I always see advice that if you’re afraid of something, ask yourself what the worst thing that can happen is. And yeah, sometimes the result is seeing that the worst-case scenario is not actually as scary as you thought. But sometimes it’s still pretty freaking scary!

So after you figure out what the worst that can happen is, ask yourself what the best that can happen is. Because most of the time, I’m guessing the chance of getting the best that can happen outweighs the risk of the worst that can happen. 


Remind yourself that perfectionism is totally subjective


Part of the reason why perfectionists are so afraid of putting their work out into the world is that they’re afraid of being judged. 

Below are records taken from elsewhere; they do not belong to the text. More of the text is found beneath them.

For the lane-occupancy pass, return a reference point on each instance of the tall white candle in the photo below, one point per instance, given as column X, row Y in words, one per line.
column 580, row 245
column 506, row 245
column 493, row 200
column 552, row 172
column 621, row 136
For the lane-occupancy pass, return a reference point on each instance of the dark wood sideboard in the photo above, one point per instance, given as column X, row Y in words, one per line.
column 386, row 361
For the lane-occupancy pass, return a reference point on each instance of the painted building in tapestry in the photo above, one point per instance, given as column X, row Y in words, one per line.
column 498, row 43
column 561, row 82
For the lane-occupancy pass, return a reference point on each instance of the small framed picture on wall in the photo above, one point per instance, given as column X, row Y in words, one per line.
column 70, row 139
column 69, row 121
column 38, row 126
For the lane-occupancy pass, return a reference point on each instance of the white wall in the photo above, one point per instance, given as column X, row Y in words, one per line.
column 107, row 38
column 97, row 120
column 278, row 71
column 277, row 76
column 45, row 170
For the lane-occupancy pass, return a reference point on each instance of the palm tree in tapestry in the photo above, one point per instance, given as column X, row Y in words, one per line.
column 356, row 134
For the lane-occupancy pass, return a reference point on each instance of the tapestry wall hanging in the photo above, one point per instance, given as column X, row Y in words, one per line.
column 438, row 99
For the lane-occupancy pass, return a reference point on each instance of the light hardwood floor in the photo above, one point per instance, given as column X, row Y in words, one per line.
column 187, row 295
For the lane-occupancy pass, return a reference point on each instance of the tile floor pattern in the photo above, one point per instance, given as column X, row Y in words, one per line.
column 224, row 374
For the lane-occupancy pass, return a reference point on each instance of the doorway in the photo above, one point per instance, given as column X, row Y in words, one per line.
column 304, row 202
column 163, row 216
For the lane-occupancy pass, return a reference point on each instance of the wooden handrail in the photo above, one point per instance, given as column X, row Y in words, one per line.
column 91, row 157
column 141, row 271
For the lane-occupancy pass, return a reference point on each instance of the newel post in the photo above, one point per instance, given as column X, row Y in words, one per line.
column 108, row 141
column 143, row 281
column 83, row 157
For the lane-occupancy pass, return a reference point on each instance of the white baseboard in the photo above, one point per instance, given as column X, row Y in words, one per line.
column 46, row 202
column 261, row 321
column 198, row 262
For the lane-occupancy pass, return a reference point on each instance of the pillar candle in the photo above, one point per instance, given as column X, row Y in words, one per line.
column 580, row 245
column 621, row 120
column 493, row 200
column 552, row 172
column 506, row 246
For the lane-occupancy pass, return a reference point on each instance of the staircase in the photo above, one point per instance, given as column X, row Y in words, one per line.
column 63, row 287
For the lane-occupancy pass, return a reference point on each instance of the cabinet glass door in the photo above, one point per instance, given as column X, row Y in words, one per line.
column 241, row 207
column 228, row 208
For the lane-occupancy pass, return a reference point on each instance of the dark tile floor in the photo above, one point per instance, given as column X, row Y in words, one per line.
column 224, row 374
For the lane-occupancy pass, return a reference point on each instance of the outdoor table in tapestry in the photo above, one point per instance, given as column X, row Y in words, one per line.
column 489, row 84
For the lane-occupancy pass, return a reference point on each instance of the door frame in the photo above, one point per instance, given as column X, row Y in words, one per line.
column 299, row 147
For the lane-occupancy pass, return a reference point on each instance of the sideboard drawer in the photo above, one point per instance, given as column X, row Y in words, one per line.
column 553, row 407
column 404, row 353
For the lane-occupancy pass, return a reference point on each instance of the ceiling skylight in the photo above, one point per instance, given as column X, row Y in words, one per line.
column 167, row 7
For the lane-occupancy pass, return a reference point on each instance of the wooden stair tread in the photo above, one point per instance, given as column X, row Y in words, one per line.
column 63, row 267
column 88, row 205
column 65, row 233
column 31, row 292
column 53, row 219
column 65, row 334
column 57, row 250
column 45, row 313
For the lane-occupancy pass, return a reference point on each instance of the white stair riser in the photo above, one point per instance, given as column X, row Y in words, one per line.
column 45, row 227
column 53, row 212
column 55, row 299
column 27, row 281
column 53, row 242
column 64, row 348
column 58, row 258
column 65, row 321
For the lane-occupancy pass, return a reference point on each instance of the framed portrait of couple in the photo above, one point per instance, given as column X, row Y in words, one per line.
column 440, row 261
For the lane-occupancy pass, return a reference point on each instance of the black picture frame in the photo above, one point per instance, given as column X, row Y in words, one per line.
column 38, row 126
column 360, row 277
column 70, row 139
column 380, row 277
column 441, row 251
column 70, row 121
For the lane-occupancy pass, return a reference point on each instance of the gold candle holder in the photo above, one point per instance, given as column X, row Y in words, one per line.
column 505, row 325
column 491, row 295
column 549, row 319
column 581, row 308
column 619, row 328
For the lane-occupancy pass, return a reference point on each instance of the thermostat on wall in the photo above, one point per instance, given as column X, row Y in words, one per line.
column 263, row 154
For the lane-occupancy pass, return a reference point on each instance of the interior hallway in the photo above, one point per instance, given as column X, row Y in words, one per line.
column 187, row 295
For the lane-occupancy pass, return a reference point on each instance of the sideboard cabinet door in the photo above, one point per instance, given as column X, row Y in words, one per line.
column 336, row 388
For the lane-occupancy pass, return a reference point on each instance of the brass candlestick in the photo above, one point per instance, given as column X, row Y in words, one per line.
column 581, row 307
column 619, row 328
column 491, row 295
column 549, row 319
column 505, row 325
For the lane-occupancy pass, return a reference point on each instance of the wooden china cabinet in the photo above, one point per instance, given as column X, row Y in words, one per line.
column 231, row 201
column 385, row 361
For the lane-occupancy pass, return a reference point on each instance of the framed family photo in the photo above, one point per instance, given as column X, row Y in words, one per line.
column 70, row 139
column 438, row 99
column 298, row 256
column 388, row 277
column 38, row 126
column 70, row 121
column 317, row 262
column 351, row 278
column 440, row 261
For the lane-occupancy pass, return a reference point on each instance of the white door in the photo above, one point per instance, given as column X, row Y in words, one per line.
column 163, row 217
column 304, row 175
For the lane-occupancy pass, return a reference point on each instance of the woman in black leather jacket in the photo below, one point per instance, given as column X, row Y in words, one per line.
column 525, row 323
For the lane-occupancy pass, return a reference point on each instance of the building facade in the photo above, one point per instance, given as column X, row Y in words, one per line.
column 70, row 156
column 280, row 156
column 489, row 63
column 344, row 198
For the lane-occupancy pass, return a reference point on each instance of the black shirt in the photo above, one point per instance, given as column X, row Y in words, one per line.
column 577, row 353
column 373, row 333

But guess what — what you think is imperfection, someone else might think is amazing. And what you think is perfect, but not be that great to someone else. Perfection is totally subjective in most cases, especially in the creative world. 


Compare yourself to yourself instead of comparing yourself to others


Perfectionists spend a lot of time comparing themselves and their work to others. What I like to do instead is, instead of comparing myself to anyone else, I just compare myself to myself. 

I don’t ask myself if other people have already achieved the goals I have for myself. Instead, I ask myself if I’ve personally made progress toward reaching my goals. 

Compare your progress to anyone else’s is a waste of time. 


Question your all or nothing mindset


Have you ever found yourself in a situation where you miss one workout and think — well, I broke my streak, I might as well quit. 

If so, then you might have some perfectionist tendencies!

Perfectionists tend to have an all or nothing mindset. They think they have to reach their goals and stick to their habits perfectly or there’s no point in doing them at all. 

Next time you find yourself having those thoughts, question them.


Final Thoughts


Listen, friend, I know how much of a struggle perfectionism can be. I know how hard it can be to remember that perfect doesn’t exist, and you’ll never get there no matter how much you beat yourself up. 

I know what it’s like to deal with crippling anxiety because of all of the ways you think you’re showing up in the world imperfect. 

I get it. And I’m here for you. 

Perfectionism isn’t something we can overcome overnight. The best we can do is just work on correcting our perfectionist thoughts when we have them and remind ourselves that we’re actually doing pretty freaking awesome.